Michael Gove has asked Charlie Taylor to review the youth justice system. He was previously asked to examine discipline in the classroom.
He will look at current practice in preventing youth crime and rehabilitating young offenders, as well as explore how the youth justice system can most effectively interact with wider services for children and young people.
The review will not consider the age of criminal responsibility, the way young people are dealt with in the criminal courts or the youth sentencing framework.
“In recent years we have seen a significant and welcome reduction in the number of young people entering the youth justice system. However, little progress has been made in reducing reoffending, with 67% of young people leaving custody reoffending within a year. The time is right to examine our approach to tackling youth offending.
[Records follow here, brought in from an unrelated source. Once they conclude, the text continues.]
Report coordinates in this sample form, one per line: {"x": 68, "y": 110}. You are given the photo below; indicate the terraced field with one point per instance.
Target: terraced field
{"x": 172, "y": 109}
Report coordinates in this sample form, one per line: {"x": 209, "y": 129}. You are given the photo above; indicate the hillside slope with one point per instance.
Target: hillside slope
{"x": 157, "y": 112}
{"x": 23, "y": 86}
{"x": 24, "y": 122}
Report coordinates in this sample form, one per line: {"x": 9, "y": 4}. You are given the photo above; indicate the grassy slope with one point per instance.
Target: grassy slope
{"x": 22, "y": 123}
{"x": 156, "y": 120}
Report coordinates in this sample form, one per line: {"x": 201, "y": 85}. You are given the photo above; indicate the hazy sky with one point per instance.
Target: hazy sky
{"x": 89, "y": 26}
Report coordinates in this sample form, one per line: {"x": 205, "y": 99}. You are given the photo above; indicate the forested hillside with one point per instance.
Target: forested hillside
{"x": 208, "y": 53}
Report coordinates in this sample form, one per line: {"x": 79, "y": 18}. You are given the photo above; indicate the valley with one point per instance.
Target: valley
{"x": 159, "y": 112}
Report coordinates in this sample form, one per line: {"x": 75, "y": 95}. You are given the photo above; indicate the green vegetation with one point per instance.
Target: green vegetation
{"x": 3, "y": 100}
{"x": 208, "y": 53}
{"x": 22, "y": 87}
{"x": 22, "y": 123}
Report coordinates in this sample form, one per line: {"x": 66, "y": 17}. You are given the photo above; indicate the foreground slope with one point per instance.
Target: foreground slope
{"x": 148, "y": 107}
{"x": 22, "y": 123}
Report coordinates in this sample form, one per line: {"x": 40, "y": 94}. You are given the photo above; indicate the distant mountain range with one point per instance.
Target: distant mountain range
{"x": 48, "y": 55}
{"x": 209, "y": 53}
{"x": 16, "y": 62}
We need to consider whether the current system, which was created in 2000, remains able to meet the challenges we face in 2015” said Gove.
Gove said Taylor’s previous experience working with children with severe behavioural difficulties give him a “real understanding of the wider challenges in preventing youth offending”.
Lord McNally, chair of the Youth Justice Board, said the organisation has always felt a strategic review of the youth justice system was necessary because the current system "cannot sustain further piecemeal reductions in funding. We therefore welcome this review, and hope that it will deliver lasting reform of the system as a whole. This is essential to ensure that the impressive successes of the last 15 years are recognised, preserved and resourced, and that real opportunities to deliver meaningful reform are grasped."